The National School Walkout launches Wednesday, March 14 at 10 a.m.

Students across the state and country plan to walk out of class Wednesday, March 14 to honor the 17 teenagers killed in a Florida school shooting a month ago. 

The National School Walkout is also intended to support a call for gun safety legislation.

For the protest, students will exit their schools at 10 a.m. for 17 minutes.

Each school district’s perspective on the walkout is different.

Caesar Rodney School District superintendent Kevin Fitzgerald released a statement that he’s not in favor of the walkout, and that his teachers aren’t allowed to participate.

“As a former social studies teacher, I am proud that students have paid attention in class and understand that they have a voice that needs to [be] heard,” Fitzgerald said on the district’s website.

“However,” the statement said, “I cannot support allowing students to disrupt the educational setting by leaving their classrooms to ‘walk out.’”

CR’s superintendent proposed an alternative to the protest.

“Instead, I believe that they should write or call their legislators to let their opinions be known and, most importantly, to vote when they come of age,” Fitzgerald said.

Capital School District superintendent Dan Shelton said he respects his students’ point of view.
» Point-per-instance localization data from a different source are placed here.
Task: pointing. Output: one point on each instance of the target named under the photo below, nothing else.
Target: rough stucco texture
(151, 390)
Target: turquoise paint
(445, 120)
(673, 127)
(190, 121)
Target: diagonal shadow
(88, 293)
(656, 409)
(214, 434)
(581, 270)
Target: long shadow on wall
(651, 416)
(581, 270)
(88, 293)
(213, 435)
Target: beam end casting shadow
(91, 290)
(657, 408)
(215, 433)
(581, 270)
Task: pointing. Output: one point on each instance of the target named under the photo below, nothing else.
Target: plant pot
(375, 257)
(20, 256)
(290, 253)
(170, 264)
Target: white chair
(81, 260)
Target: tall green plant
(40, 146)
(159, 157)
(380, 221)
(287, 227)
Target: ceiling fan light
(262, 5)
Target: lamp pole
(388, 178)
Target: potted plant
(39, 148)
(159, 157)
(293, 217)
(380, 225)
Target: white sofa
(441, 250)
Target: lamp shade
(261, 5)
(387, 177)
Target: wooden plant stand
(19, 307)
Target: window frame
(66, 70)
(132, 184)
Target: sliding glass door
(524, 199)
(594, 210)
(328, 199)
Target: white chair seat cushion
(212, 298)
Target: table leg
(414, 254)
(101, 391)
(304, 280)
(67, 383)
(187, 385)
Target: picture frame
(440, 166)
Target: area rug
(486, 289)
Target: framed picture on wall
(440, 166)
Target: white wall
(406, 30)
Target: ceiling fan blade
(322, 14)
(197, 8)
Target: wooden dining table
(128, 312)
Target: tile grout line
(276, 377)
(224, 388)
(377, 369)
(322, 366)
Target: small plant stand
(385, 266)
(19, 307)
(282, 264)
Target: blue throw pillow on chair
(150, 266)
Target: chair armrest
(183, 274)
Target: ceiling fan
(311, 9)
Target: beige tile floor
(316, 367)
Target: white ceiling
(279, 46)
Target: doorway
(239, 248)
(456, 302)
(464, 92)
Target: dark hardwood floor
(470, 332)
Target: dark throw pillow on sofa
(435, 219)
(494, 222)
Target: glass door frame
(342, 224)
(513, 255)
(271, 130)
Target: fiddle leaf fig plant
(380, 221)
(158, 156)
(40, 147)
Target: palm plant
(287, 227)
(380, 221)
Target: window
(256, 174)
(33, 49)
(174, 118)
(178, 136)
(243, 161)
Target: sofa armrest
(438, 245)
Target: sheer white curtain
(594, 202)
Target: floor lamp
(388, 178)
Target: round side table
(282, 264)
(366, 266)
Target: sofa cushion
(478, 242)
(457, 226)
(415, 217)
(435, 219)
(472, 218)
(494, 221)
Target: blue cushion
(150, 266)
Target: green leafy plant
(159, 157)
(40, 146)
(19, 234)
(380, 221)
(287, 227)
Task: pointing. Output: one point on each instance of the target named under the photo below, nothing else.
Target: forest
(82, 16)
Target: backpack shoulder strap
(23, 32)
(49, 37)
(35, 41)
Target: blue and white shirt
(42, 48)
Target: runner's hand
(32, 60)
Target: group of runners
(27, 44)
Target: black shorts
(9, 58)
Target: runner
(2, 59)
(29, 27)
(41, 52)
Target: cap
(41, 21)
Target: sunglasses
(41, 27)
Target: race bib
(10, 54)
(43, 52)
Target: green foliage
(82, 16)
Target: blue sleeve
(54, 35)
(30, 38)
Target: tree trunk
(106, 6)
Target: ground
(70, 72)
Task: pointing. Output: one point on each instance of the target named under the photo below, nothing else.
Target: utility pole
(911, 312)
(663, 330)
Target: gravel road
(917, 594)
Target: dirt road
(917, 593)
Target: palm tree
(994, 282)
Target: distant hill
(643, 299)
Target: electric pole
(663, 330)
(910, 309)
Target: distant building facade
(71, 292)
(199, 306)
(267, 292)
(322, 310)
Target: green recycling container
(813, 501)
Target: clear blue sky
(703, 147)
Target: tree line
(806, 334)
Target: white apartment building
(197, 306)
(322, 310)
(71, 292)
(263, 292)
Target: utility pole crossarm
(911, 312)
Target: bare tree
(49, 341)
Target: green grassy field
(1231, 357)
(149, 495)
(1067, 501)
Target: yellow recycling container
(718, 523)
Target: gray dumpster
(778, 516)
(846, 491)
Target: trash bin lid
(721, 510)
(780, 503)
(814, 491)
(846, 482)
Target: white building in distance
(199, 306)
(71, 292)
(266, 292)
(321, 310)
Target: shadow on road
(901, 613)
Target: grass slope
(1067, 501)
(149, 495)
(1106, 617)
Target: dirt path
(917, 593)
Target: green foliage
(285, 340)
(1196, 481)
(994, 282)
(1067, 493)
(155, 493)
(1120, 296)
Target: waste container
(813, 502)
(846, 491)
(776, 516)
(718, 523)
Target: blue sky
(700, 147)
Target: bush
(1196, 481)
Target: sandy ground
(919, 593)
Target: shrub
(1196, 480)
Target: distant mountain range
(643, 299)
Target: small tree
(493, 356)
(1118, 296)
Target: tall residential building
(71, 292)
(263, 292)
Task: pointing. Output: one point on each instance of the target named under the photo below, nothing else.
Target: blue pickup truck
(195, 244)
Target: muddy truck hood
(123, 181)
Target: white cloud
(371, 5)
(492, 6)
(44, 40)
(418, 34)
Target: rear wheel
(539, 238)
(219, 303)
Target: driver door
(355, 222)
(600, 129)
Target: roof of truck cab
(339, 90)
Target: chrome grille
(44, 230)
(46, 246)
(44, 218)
Sheldon, however, said he doesn’t want to reveal what his students have planned.

“When students get involved and want to advocate their views, we support that,” Sheldon said. “But we’re purposely not releasing details publicly because we want to ensure the safety of our kids.”

In another statement, Indian River School District superintendent Mark Steele said he doesn’t support the protest at Indian River High School. He also cited safety concerns for his students.

“A school walkout would not only be a major safety concern, but a disruptive event to the educational process for all students,” Steele said. “Therefore, we do not support this protest and our expectation is that students will remain in the building, as we are unable to provide the same level of safety outside in an open area. We will adhere to all district policies related to this issue.”

Administrators at Milford High School did not respond to multiple requests for comment.

Smyrna School District superintendent Patrik Williams said he’s met with student leadership at Smyrna High School and “we do not have a lot of student interest.”

But Williams said Smyrna students will still have an option to protest.

“We have arranged a location inside our school for this purpose,” Williams said. “There will be staff, our [school resource officer], and administration, including me, on site to help guide students to and from the location.”

Williams said, “We are supporting our students in their decision, and our focus is strictly their safety. However, no adult staff will be participating, should students wish to convene.”

Cape Henlopen High School superintendent Bob Fulton said in a statement that students at Cape Henlopen High School have organized a walkout.

And though Cape students will participate, the event “is by no means a district endorsement,” Fulton said in his statement.

Fulton said he respects decisions by all students, whether they participate or not. He also said any staffers involved in the event will be doing so for safety purposes only.

Fulton suggested parents discuss the walkout in advance with their children.

“We respect your opinions and encourage you to talk with your child about your personal beliefs and expectations as a parent,” his statement said.

The National School Walkout will commemorate the 17 people at Marjory Stoneman Douglas High School in Florida, killed by a gunman Feb. 14.

The protest is also intended to send a message to elected officials from the growing number of people who think Congress should enact tougher gun laws.